Will I post my character's journals? No. I tend to do a lot of free-writing in the early part of my story writing. I know that no one else is going to see it, so I'm free to go anywhere I want to go in the writing. I might start sensoring myself if I start posting character journals. I will DEFINITELY post the prompts I've used that day. Someone else might find them useful.
Wednesday, December 13, 2006
She spoke about the secret lives of books, how besides the story inside the cover many books have a life and journey of their own. We never know who we are going to touch with our writing.
Hey! Stop laughing at me.
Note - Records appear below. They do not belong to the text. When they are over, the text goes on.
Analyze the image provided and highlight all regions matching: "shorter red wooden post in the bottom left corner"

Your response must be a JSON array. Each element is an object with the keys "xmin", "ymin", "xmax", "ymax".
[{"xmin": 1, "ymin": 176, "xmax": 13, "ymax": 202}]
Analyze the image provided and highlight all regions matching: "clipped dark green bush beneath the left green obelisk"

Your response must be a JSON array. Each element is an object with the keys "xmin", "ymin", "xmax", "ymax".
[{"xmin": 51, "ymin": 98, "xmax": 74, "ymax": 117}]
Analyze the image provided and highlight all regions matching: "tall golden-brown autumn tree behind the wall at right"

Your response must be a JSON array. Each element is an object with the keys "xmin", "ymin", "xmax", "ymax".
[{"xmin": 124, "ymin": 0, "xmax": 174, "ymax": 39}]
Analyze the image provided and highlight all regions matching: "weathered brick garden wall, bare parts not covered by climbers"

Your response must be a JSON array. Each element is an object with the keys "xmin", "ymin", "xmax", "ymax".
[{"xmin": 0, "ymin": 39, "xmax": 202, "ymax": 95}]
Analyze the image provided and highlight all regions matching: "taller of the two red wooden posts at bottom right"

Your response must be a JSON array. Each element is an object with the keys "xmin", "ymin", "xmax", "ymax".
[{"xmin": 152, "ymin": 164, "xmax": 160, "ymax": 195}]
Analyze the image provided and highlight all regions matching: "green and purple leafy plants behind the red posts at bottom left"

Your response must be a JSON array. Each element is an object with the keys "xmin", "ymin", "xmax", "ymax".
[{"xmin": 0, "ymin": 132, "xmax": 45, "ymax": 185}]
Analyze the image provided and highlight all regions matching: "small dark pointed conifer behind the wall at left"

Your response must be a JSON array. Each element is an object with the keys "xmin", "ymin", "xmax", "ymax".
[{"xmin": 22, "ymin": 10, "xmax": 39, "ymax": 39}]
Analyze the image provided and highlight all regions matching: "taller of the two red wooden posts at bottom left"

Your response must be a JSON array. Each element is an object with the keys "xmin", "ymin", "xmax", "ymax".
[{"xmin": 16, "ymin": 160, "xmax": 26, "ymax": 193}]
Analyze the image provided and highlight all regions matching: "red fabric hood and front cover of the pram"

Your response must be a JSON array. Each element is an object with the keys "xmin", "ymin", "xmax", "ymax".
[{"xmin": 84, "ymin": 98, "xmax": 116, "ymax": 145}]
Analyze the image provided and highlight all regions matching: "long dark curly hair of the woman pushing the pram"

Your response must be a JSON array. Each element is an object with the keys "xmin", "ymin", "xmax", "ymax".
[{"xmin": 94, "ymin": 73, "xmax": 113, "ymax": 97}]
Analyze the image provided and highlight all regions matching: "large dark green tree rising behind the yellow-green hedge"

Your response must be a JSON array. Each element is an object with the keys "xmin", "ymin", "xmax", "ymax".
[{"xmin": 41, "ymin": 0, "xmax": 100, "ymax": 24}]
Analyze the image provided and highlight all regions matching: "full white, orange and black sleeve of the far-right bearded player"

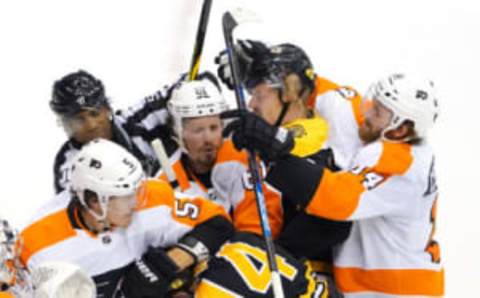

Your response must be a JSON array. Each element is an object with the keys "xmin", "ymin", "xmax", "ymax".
[{"xmin": 267, "ymin": 142, "xmax": 414, "ymax": 220}]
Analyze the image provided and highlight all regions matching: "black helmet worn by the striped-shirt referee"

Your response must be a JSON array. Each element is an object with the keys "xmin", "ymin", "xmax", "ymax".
[{"xmin": 50, "ymin": 70, "xmax": 110, "ymax": 117}]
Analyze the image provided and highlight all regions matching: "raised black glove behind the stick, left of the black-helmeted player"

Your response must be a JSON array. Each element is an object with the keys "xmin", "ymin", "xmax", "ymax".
[{"xmin": 215, "ymin": 39, "xmax": 269, "ymax": 90}]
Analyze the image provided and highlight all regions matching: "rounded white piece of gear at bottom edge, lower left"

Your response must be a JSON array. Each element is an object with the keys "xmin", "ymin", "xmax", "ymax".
[{"xmin": 31, "ymin": 262, "xmax": 96, "ymax": 298}]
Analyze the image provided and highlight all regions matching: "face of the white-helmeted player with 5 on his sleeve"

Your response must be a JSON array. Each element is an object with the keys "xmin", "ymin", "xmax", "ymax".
[{"xmin": 107, "ymin": 194, "xmax": 137, "ymax": 228}]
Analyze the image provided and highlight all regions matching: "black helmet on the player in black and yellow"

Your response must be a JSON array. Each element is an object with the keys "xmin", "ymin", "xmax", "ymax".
[{"xmin": 244, "ymin": 43, "xmax": 315, "ymax": 90}]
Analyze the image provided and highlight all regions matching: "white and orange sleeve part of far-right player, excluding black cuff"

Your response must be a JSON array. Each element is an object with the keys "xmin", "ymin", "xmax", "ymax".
[{"xmin": 306, "ymin": 142, "xmax": 414, "ymax": 220}]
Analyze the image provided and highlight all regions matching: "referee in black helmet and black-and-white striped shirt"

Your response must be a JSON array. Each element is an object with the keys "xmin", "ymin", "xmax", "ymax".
[{"xmin": 50, "ymin": 70, "xmax": 175, "ymax": 193}]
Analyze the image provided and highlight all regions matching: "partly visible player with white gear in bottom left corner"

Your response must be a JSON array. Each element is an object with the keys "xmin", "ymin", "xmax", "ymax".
[{"xmin": 0, "ymin": 219, "xmax": 95, "ymax": 298}]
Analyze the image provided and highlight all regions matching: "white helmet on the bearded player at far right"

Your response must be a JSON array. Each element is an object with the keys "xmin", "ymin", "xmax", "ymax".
[{"xmin": 365, "ymin": 74, "xmax": 439, "ymax": 139}]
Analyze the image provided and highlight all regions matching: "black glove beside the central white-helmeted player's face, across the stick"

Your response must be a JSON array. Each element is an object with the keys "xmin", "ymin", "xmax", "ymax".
[{"xmin": 221, "ymin": 110, "xmax": 295, "ymax": 161}]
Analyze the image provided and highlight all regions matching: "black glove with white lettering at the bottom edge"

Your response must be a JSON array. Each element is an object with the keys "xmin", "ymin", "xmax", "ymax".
[{"xmin": 122, "ymin": 247, "xmax": 193, "ymax": 298}]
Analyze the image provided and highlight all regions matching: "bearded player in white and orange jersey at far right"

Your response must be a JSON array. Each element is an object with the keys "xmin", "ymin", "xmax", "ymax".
[{"xmin": 227, "ymin": 74, "xmax": 444, "ymax": 297}]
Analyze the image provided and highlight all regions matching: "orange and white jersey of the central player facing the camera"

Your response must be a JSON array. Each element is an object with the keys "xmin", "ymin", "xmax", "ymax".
[{"xmin": 158, "ymin": 140, "xmax": 283, "ymax": 241}]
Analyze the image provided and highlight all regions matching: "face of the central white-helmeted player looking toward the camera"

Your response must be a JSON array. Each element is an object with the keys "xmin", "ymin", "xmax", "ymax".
[{"xmin": 183, "ymin": 115, "xmax": 223, "ymax": 171}]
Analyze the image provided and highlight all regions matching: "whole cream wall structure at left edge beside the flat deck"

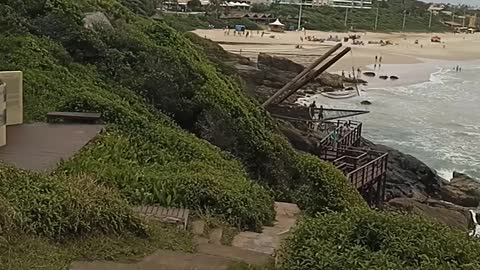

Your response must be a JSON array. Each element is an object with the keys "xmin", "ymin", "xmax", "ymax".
[{"xmin": 0, "ymin": 71, "xmax": 23, "ymax": 146}]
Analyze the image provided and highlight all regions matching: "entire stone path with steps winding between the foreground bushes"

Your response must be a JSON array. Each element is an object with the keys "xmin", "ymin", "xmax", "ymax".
[{"xmin": 70, "ymin": 202, "xmax": 300, "ymax": 270}]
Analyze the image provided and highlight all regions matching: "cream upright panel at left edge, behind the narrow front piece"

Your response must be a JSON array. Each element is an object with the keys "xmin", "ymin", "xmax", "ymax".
[{"xmin": 0, "ymin": 71, "xmax": 23, "ymax": 126}]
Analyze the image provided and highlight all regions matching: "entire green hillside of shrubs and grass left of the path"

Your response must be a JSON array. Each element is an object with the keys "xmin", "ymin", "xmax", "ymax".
[{"xmin": 0, "ymin": 0, "xmax": 480, "ymax": 269}]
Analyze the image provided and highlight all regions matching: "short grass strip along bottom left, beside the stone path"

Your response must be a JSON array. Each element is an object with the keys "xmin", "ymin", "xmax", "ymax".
[{"xmin": 0, "ymin": 223, "xmax": 194, "ymax": 270}]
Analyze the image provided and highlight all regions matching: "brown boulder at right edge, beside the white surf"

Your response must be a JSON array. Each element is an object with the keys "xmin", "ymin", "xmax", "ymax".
[{"xmin": 440, "ymin": 172, "xmax": 480, "ymax": 208}]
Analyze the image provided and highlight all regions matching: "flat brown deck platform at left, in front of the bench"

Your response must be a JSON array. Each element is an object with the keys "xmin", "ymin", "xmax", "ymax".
[{"xmin": 0, "ymin": 123, "xmax": 104, "ymax": 172}]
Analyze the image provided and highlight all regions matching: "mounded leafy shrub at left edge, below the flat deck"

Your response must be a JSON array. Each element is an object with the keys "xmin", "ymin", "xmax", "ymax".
[{"xmin": 0, "ymin": 164, "xmax": 145, "ymax": 238}]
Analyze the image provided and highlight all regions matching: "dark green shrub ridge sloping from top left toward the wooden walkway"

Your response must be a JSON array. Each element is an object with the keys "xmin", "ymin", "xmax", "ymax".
[{"xmin": 0, "ymin": 0, "xmax": 361, "ymax": 210}]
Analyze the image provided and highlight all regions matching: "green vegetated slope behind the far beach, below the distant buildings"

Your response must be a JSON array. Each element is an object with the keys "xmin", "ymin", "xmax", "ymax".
[{"xmin": 268, "ymin": 0, "xmax": 448, "ymax": 32}]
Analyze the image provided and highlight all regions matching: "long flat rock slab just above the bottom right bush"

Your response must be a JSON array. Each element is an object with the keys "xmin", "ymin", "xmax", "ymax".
[{"xmin": 388, "ymin": 198, "xmax": 473, "ymax": 232}]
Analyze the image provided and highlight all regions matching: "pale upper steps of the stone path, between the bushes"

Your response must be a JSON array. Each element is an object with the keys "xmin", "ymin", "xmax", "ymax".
[{"xmin": 232, "ymin": 202, "xmax": 300, "ymax": 255}]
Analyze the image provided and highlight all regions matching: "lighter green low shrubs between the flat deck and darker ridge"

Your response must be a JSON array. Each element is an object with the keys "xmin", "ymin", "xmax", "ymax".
[{"xmin": 0, "ymin": 31, "xmax": 274, "ymax": 229}]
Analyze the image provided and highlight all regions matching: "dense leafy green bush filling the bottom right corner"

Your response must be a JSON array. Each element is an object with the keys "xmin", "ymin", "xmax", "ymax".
[{"xmin": 281, "ymin": 209, "xmax": 480, "ymax": 270}]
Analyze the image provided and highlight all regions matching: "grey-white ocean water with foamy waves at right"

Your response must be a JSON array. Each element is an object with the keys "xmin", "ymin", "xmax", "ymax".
[{"xmin": 299, "ymin": 63, "xmax": 480, "ymax": 180}]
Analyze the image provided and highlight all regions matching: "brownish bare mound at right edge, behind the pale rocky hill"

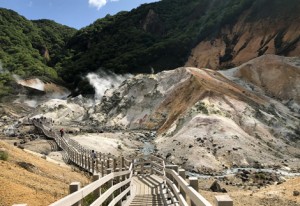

I know that I write speculative fiction, I write romantic fiction, I write erotic fiction, and most times ALL of those elements are in the same "work in progress". That doesn't mean that my work can't touch someone. (Hey get your mind out of the gutter, I didn't mean touch someone that way! Geez, try and be serious for a moment...)
Anyway, she asked what books we thought might have secret lives. There are sooo many possibilities answers to that question. My answer was The Martian Chronicles by Ray Bradbury.
It's one of those books that made my mind start wandering and that eventually led me to writing.
AND THAT makes me wonder what books other people think have secret lives and what books have made people stop and wonder, think or ask what if?